Il rejoint alors Thomas d’Aquin, avec sa vision béatifique comme fin ultime de l’homme. Breton voit aussi dans l’acte de chercher Dieu, dans le monde blessé, la plus haute forme d’espérance.

 

Stanislas Breton se propose de revoir certaines scènes de la Queste del Saint Graal.

* Un jour de Pentecôte, le Saint Graal apparaît recouvert d’un voile, illuminant la salle. Les chevaliers voient une lumière spirituelle, mais sans saisir pleinement la vision.

Pentecôte à la Table Ronde - vision du Saint Graal

Chez Plotin, l'Un ne se donne jamais en soi, mais par rayonnement. Ce que les chevaliers reçoivent, c’est un effluve, une trace du Bien. Le voile protège de la surabondance du divin, tout en suggérant sa présence. L’ultime Réel se manifeste dans ce qu’il soustrait : n'est-ce pas là pour une phénoménologue, un rappel du ''retrait '', l'époché... « Le phénomène saturé, s’offre à la limite du visible, et précisément là se fait le lieu de son retrait. » C'est dans l'Étant donné, de Jean-Luc Marion.

* Les chevaliers parcourent des pays inconnus, rencontrent des figures énigmatiques, échouent souvent, ou meurent en chemin.

L’errance symbolise la désorientation nécessaire de l’âme, la katharsis avant la montée vers l’Un. Chaque épreuve est une médiation, un miroir ou une figure allégorique du Réel. Breton reconnaît ici, un modèle existentiel du réel comme fracture : le monde n’est pas stable, il est péril, passage, appel.

* Lancelot, malgré sa grandeur chevaleresque, ne peut contempler le Graal, car il n’est pas spirituellement pur. Il voit, mais s’évanouit, incapable de supporter la lumière.

Lancelot incarne l’âme encore trop attachée à la dualité, à l’amour terrestre (Guenièvre), donc incapable de remonter vers l’Un. Dans cet échec de l'unification, l'âme se dissout ( terme de Plotin), et procure une certaine angoisse mystique...

* Galaad, par sa pureté, voit le Graal pleinement, sans médiation, et meurt immédiatement après. Il est enlevé au ciel. Galaad est unifié, sans attache, sans passion : il réalise l’apex de la contemplation. Chez Plotin, l’âme peut s’unir à l’Un, mais cet état est au-delà de toute pensée, presque mortel pour l’ego. Pour Breton, Galaad serait le crucifié mystique, celui qui meurt à tout être pour entrer dans le silence de Dieu.

 

- Quand j’ai relu Plotin, puis Denys - ajoute le père Breton - j’ai reconnu ce que j’avais toujours pressenti dans les Évangiles : Dieu ne se donne qu’en se retirant.
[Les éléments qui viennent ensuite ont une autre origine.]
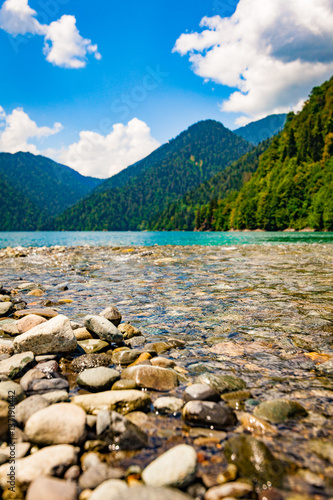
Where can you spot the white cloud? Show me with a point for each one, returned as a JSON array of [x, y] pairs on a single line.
[[103, 156], [18, 129], [272, 51], [63, 44], [67, 48]]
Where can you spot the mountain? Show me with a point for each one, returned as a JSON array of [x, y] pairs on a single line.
[[181, 214], [293, 184], [129, 200], [261, 130], [18, 213], [49, 186]]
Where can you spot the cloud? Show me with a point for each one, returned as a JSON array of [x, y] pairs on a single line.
[[63, 44], [272, 52], [67, 48], [18, 129], [103, 156]]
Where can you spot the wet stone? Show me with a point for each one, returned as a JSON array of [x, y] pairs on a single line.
[[208, 414], [254, 460], [98, 379], [201, 392], [279, 410]]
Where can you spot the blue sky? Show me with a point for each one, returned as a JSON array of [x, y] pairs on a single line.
[[130, 71]]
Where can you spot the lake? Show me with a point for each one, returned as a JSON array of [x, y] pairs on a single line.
[[129, 238]]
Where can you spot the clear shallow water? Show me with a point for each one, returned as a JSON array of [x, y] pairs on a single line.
[[39, 239]]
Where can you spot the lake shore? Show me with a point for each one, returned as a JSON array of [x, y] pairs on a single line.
[[251, 324]]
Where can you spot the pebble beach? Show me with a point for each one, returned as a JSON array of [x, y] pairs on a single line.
[[166, 372]]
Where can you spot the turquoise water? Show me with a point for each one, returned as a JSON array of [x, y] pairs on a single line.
[[39, 239]]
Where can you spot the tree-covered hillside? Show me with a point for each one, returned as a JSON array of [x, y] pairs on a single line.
[[293, 185], [48, 185], [129, 203]]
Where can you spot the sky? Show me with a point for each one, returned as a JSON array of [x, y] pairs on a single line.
[[100, 85]]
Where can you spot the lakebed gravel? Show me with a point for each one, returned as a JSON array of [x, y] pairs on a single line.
[[167, 372]]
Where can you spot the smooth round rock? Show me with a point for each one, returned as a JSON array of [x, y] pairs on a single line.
[[279, 410], [62, 423], [201, 392], [208, 414], [98, 379], [176, 467]]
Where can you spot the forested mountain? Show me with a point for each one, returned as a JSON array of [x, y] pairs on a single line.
[[181, 214], [18, 213], [261, 130], [49, 186], [293, 185], [131, 199]]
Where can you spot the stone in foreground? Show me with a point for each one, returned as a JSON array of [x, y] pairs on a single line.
[[62, 423], [121, 401], [152, 377], [103, 328], [176, 467], [44, 462], [51, 489], [54, 336]]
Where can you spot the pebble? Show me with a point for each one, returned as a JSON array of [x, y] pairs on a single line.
[[222, 383], [98, 379], [112, 314], [11, 389], [62, 423], [168, 405], [120, 401], [30, 321], [51, 489], [117, 431], [152, 377], [41, 463], [15, 366], [176, 467], [279, 410], [254, 460], [28, 407], [103, 328], [90, 346], [209, 414], [236, 490], [54, 336], [201, 392]]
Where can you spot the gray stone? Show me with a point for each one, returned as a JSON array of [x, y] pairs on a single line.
[[208, 414], [152, 377], [201, 392], [5, 307], [109, 490], [45, 462], [176, 467], [52, 489], [168, 405], [90, 361], [112, 314], [10, 390], [98, 379], [15, 366], [222, 383], [28, 407], [62, 423], [54, 336], [279, 410], [120, 401], [117, 431], [103, 328]]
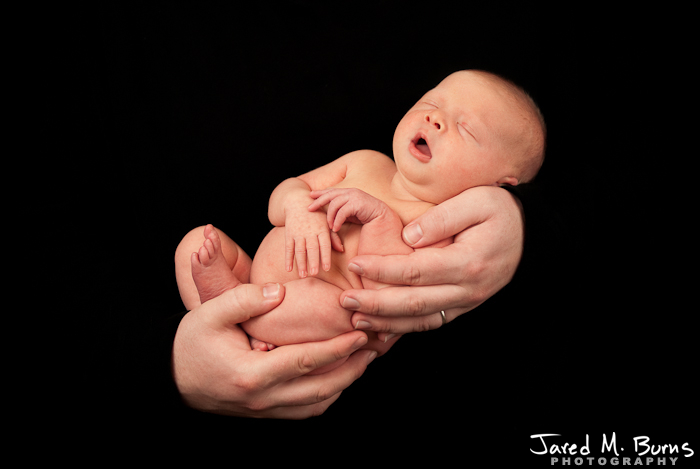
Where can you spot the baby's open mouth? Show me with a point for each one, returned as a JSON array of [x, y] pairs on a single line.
[[422, 146]]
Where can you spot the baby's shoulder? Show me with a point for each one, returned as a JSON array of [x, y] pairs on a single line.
[[369, 159]]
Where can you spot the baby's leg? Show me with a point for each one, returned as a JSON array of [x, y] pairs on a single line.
[[310, 312], [207, 263]]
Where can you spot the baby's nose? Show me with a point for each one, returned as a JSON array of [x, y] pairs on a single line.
[[433, 119]]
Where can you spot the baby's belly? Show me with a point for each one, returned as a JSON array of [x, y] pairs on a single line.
[[268, 263]]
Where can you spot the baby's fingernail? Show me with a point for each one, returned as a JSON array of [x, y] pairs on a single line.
[[271, 291], [351, 304], [363, 325], [412, 233]]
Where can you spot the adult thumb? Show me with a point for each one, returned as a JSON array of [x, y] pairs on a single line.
[[440, 222], [244, 302]]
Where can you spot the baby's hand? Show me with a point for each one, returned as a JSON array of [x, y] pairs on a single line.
[[307, 239], [351, 205]]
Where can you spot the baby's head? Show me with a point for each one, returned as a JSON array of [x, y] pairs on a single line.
[[474, 129]]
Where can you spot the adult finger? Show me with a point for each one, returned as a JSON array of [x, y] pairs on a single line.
[[429, 266], [454, 215], [323, 389], [312, 254], [291, 361], [395, 302], [325, 245]]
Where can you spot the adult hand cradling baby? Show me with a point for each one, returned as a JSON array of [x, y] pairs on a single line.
[[487, 225], [216, 370]]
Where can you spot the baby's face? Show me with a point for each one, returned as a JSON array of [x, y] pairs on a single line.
[[456, 137]]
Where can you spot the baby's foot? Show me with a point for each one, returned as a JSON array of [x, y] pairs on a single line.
[[210, 272]]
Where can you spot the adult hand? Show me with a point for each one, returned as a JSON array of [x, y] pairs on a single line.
[[489, 228], [216, 371]]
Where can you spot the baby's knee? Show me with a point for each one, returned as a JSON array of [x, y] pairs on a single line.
[[310, 312]]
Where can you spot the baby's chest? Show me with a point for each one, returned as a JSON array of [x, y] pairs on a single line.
[[380, 189]]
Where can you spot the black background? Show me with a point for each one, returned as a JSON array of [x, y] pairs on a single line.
[[190, 115]]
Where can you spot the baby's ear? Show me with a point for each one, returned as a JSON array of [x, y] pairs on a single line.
[[510, 180]]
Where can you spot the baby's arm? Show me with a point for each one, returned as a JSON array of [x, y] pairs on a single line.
[[307, 237], [381, 233]]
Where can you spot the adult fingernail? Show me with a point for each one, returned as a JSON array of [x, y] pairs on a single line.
[[271, 291], [351, 304], [359, 342], [371, 356], [412, 233]]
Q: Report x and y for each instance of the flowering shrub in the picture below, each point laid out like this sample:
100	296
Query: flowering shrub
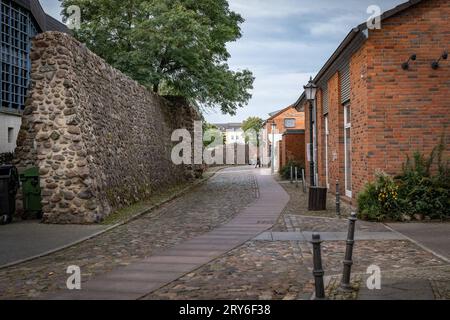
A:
418	192
380	199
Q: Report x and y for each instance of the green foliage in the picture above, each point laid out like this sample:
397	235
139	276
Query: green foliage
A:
174	47
417	191
423	192
379	200
206	127
285	172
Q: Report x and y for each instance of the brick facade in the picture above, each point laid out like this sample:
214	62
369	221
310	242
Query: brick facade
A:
394	112
292	147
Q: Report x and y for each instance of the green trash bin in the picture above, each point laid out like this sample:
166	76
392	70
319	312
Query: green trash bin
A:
31	192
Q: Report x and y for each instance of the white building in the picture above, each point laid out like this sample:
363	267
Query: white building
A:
232	131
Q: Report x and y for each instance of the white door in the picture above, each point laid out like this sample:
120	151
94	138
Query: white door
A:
327	133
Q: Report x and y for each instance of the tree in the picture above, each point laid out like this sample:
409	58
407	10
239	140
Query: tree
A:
175	47
256	124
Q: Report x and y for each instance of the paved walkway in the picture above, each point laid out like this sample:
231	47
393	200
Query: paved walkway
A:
141	278
29	239
200	210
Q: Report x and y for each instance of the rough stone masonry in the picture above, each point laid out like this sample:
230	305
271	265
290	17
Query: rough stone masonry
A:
100	140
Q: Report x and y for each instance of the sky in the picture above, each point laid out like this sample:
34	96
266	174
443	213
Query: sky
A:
284	42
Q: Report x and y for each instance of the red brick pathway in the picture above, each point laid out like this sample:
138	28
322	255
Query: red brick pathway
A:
139	279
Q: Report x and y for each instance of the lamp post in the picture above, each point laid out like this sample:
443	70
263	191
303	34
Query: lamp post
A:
274	126
310	92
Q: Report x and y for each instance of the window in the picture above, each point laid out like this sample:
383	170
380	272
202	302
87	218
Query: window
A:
348	150
327	134
10	135
17	27
289	123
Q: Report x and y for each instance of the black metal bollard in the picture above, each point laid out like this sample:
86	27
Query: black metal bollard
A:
318	269
348	262
338	200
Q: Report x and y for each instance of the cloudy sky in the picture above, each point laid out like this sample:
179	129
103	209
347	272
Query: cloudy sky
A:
284	43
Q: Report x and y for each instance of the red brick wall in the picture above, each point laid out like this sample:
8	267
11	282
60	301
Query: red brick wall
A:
290	113
394	112
292	148
359	130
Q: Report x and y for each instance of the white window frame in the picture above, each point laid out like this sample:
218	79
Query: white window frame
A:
327	134
293	120
347	126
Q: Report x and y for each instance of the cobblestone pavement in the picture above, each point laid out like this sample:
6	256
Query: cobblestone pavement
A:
256	270
200	210
283	270
435	280
298	206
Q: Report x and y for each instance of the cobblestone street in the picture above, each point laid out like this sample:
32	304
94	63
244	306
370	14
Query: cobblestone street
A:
202	209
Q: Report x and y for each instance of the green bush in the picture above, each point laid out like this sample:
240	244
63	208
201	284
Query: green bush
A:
380	199
417	191
285	172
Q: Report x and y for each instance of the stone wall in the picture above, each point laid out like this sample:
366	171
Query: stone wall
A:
100	140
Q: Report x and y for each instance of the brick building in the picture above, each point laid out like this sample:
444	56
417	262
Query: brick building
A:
285	120
373	106
292	147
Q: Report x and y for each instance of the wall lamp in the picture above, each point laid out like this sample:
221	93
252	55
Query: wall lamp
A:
405	65
435	64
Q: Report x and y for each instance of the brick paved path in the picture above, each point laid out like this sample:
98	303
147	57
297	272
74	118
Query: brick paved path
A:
281	268
201	210
147	275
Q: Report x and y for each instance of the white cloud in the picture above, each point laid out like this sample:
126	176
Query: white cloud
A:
272	91
267	8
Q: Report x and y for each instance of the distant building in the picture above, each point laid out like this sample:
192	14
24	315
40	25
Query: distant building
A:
232	131
20	21
288	123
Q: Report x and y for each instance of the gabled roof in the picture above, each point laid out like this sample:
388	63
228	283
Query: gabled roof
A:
354	33
44	21
275	114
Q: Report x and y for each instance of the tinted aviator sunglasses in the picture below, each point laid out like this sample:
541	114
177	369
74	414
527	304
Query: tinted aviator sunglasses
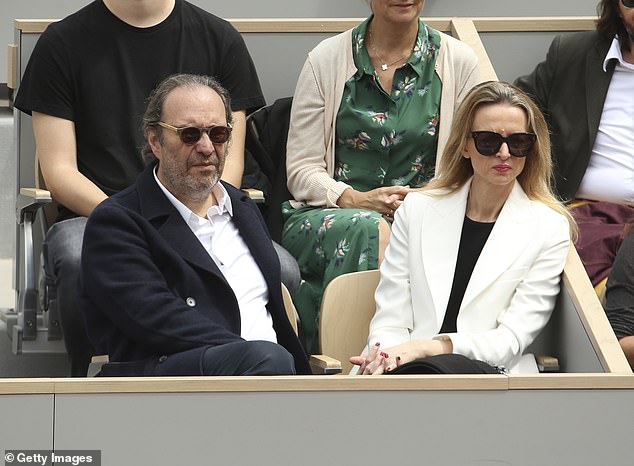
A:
489	142
190	135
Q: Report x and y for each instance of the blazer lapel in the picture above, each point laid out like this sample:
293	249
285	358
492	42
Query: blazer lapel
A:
504	244
440	239
597	83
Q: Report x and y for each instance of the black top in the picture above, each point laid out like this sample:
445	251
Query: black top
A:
619	305
472	239
97	71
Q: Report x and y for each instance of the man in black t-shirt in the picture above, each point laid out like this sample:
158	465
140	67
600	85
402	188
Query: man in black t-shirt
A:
86	85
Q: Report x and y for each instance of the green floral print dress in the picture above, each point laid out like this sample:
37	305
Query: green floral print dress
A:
381	140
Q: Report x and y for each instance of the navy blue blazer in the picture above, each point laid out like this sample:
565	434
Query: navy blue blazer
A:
570	87
151	292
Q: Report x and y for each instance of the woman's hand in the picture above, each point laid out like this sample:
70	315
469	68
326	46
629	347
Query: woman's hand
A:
379	361
383	200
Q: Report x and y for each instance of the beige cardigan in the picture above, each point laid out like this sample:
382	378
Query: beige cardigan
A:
310	156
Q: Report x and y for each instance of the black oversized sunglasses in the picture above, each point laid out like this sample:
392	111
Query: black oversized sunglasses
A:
489	142
190	135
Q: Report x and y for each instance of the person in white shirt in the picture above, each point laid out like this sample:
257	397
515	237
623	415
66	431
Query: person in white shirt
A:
178	273
585	88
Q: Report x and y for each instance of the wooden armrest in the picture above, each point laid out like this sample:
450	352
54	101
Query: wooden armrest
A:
254	194
547	363
35	193
324	365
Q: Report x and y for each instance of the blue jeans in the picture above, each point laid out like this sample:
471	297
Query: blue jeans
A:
62	258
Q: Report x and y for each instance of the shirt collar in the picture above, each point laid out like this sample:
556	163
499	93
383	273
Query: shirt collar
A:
219	192
614	53
424	49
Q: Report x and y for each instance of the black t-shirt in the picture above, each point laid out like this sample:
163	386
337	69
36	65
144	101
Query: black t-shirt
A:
98	71
473	238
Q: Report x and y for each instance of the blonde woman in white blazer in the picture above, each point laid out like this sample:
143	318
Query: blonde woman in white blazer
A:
494	184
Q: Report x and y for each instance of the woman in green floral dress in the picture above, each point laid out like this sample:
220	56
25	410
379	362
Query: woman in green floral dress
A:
372	108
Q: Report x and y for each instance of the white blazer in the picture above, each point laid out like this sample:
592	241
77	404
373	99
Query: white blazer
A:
512	290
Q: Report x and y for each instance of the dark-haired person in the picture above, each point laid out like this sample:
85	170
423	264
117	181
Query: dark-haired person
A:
86	86
372	108
619	306
179	275
585	88
475	258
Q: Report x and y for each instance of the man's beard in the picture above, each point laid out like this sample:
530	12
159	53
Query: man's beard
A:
187	186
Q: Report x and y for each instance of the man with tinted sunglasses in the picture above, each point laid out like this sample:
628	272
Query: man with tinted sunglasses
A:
585	87
86	84
179	275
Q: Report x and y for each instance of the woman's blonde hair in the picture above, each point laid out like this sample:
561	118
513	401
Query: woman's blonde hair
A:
536	178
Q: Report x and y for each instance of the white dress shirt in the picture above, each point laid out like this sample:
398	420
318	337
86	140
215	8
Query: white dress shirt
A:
610	172
222	241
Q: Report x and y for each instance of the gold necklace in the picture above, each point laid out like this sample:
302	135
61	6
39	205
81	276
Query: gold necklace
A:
384	65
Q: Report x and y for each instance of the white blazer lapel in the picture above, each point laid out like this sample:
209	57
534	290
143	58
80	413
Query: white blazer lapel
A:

Nous répétons que le Graal ne se saisit pas, qu’il ne se donne qu’aux âmes vidées d’elles-mêmes. Ce n’est pas une relique : c’est une transparence. Une présence dans l’absence. Voilà une belle figure du Réel... ! ( … du Réel voilé)

Quand Galaad meurt en voyant le Graal, ce n’est pas une fin : c’est la seule manière d’habiter l’unité sans détruire la multiplicité. Le néoplatonisme m’apprend que l’Un ne se capte pas, mais qu’il aimante. C’est une source.

- Je n’ai pas quitté Thomas : j’ai entendu en lui ce qu’il ne disait pas encore. J’ai laissé s’effondrer les échafaudages de la logique, pour écouter ce que dit le langage en se retirant, ce que dit le silence de Dieu dans le creux de la Croix.

Le néoplatonisme, n'offre pas un système, mais une forme de contemplation, de liturgie mentale, qui épouse étrangement le chemin initiatique de nos chevaliers.